Wednesday, April 6, 2016

Minor update on moisture sensors

Turns out I was utterly soaking my lawn.   Guess these might have been a good investment.  I installed them, and watched them for a few days, got nothing but 0's.  (0 being "utterly soaked").  I decided to turn the sprinklers off for a bit, and make sure the sensors were working, however, I accidentally left one of the schedules on, a 5 minute run per zone daily.  Here is what happened:


The last watering they would have gotten was around 5am.  You can see the steady march upward as the lawn dried out starting around 14:30.  The blue line is the sprinklers going off. (ignore the smaller blips, those are the drips, the one we care about is the big spike at 5am).  At 5am the sprinklers fire off for 5 minutes each.  You can see how two of the sensors respond to this immediately (1 and 4), but the other two are a bit more slow.  1 and 4 are the outside pair, and 2,3 are the innermost two sensors, closer to the center of the lawn.

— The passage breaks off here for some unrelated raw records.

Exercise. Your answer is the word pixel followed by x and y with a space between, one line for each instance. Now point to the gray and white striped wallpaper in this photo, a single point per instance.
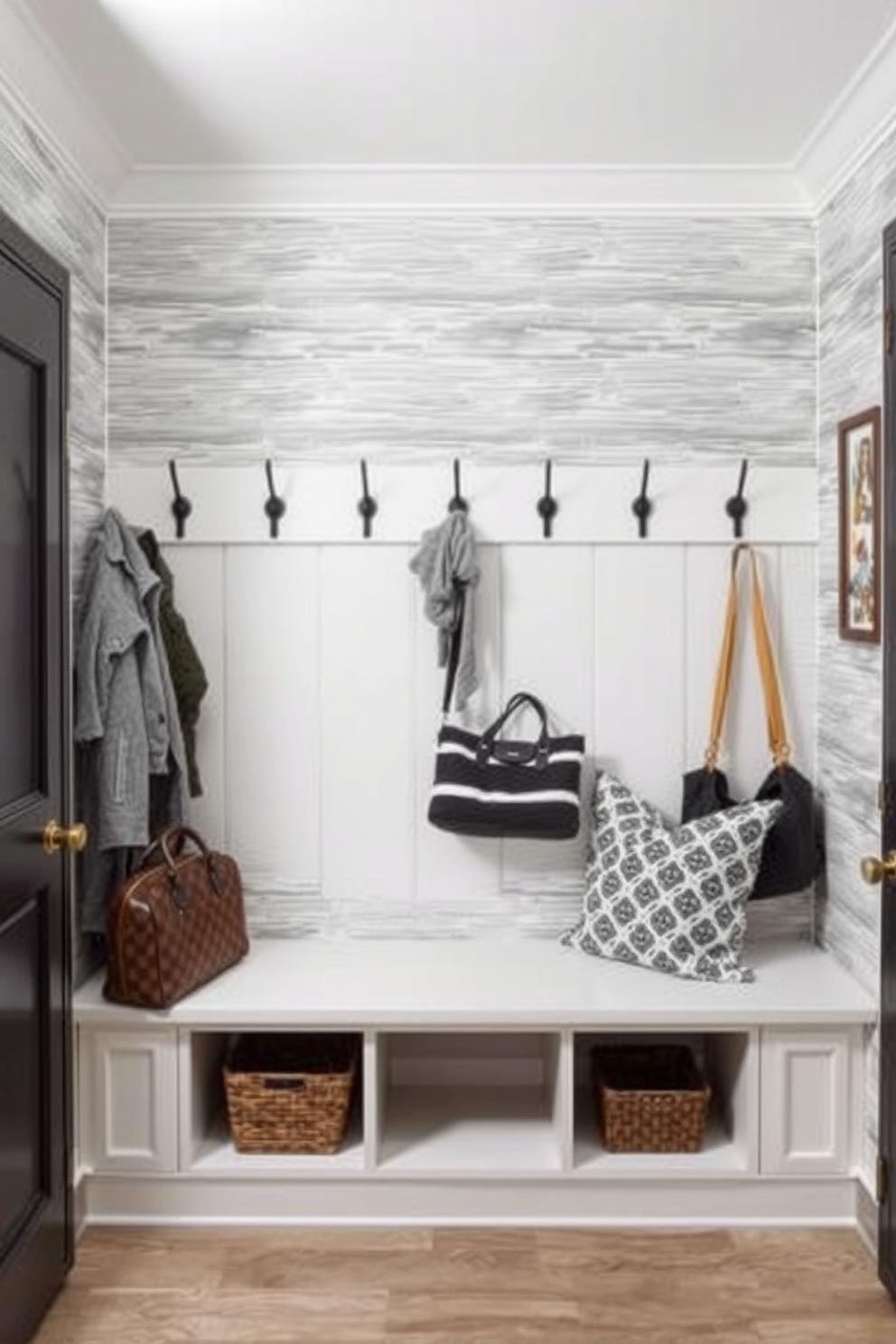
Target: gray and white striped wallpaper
pixel 43 196
pixel 493 338
pixel 849 743
pixel 500 339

The sensors responded within about 25 minutes on those outer pairs, especially #4.  I will be watching this over the next few weeks, and start writing some code to auto-adjust the sprinklers depending on conditions.

According to the Davis sensor manual, "turf does not need to be watered until 25-40cb".  I suspect that there needs to be some kind of hysterisys in there, so maybe let it rise to 60 and then knock it back down to 25?  Mostly, I need to watch the graphs for a bit, so I can determine exactly how much each valve contributes to the moisture, and how much time per valve is required to move the moisture a specific amount.  Once I have this data, I think I can start programming code to make everything automatic.

The benefit of course, should be that the water will automagically self-adjust to deal with the changing of the seasons.  That's the theory at least.

Also, side note, given the way sensor 4 responded so radically, it makes me suspect an underground leak.  Hrmm.